For the screening of cytokines and chemicals, the whole cell lysate of the hPGCLC expansion culture was subjected to reverse transcription and subsequent qPCR using a CellAmp Direct TB Green RT–qPCR kit (Takara, 3735A) following the manufacturer’s instructions. For other experiments, total RNA was extracted from cells using a NucleoSpin RNA XS kit (Macherey-Nagel, U0902A) according to the manufacturer’s instructions. A total of 1 ng of extracted RNA was used for reverse transcription and cDNA amplification as described in a previous report63. Amplified cDNA was used for qPCR with Power SYBR Green PCR master mix (Applied Biosystems, 4367659) on a CFX384 Touch Real-Time PCR detection system (Bio-Rad Laboratories). For the cytokines and chemicals screen, the whole cell lysate of the hPGCLC expansion culture was subjected to reverse transcription and subsequent qPCR using a CellAmp Direct TB Green RT–qPCR kit (Takara, 3735A) following the manufacturer’s instructions. DNA sequences of the primers used for qPCR are listed in Supplementary Table 11.

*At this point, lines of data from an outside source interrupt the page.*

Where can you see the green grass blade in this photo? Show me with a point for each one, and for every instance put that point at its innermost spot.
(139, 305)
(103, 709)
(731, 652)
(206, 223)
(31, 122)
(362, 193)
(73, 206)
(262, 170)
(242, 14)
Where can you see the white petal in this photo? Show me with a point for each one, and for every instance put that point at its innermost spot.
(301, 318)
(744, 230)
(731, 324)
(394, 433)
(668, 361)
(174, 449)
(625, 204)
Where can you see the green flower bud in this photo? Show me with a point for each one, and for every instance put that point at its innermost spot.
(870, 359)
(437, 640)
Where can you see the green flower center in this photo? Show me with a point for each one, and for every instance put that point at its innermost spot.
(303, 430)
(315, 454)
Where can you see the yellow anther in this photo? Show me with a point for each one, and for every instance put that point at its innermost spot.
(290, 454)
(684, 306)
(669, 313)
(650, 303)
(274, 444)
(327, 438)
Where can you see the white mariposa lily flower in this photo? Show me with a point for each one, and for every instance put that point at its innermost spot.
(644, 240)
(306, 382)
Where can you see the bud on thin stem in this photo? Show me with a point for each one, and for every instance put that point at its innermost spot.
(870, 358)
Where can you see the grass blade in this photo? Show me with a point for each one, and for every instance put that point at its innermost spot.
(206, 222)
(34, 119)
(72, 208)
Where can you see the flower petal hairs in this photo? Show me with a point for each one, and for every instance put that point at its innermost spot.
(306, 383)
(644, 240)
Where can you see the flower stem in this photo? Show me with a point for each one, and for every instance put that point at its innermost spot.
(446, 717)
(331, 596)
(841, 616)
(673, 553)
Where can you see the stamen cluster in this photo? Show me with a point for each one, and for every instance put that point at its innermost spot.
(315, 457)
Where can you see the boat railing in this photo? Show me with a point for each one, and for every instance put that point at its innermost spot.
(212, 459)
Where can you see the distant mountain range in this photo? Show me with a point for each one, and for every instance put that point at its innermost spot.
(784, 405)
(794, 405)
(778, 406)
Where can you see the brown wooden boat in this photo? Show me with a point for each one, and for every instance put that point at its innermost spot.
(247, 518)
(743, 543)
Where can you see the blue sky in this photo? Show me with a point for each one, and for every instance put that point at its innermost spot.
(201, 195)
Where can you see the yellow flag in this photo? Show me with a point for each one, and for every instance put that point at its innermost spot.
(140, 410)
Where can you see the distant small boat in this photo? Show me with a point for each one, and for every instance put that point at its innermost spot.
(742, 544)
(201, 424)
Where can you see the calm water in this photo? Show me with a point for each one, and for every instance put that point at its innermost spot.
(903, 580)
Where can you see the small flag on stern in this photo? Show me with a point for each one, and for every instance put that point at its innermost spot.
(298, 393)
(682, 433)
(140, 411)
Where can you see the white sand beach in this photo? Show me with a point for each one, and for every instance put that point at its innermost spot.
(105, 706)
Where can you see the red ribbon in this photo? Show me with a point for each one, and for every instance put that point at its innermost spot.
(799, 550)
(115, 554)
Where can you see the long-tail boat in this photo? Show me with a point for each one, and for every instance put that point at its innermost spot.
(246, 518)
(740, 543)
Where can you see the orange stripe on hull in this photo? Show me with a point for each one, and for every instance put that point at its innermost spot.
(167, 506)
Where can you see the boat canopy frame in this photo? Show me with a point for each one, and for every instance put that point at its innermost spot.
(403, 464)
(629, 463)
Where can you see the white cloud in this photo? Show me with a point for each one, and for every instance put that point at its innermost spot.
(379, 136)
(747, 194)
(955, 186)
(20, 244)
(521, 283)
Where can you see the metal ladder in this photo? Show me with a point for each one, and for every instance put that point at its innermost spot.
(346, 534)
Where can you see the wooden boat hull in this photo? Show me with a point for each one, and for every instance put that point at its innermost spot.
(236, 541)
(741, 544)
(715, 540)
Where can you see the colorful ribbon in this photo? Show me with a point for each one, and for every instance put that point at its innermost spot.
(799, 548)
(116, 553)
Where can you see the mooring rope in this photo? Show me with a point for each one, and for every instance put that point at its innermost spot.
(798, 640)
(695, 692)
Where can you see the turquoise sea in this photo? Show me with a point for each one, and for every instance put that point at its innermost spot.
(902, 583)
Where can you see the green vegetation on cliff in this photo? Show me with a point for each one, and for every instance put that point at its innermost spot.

Reference genomes and annotations

Genome sequences and transcript annotations for the human genome (GRCh38.p12) were downloaded from the NCBI ftp site. Repeatmasker information for GRCh38 was downloaded from the UCSC table browser. CpG islands were from previously defined data64 in hg18 format, which were converted into GRCh38 using the binary version of the LiftOver program (https://genome.ucsc.edu/cgi-bin/hgLiftOver). DMRs of imprinted genes were obtained from a previous study65. Promoter regions of genes were defined as sequences between 900 bp upstream and 400 bp downstream of the transcription start sites (TSSs). Intergenes were defined as regions between genes and excluding retrotransposons. Exons, introns and intergenes with a length of between 500 bp and 10 kb were used for the analysis.

Bulk RNA-seq library preparation, data processing and analysis

Sequencing libraries were generated from amplified cDNA as previously described12,63,66. Mapping and processing were performed as previously described63 and on the Gene Expression Omnibus (GEO) depository site (see Data availability statement). In brief, all reads were processed using Cutadapt (v.1.18)67 for trimming of adaptor and poly-A sequences, then mapped onto GRCh38.p12 transcript references using TopHat2 (v.2.1.1)68. The resulting BAM files were processed with HTseq (v.0.9.1)69 to calculate read counts per gene. Read counts per gene were divided by total read counts in all chromosomal genes to estimate the RPM values for genes. For chromosomal expression ratio analysis, the autosome (chromosome 10): total autosome ratio and the chromosome X: total autosome ratio (X:A ratio) was calculated according to a previously described method70. In brief, 75th percentile log2(RPM + 1) values of the expressed genes (the maximum log2(RPM + 1) values > 3, among the cells analysed) on the autosomes and chromosome X except for the pseudo-autosomal regions (https://www.ncbi.nlm.nih.gov/grc/human) in individual samples or cells were calculated and used as representative expression values in the samples and cells. A total of 12,880, 532 and 509 genes on total autosome, chromosome 10 and chromosome X, respectively, were used. GO analysis was performed using DAVID (v.2021)71.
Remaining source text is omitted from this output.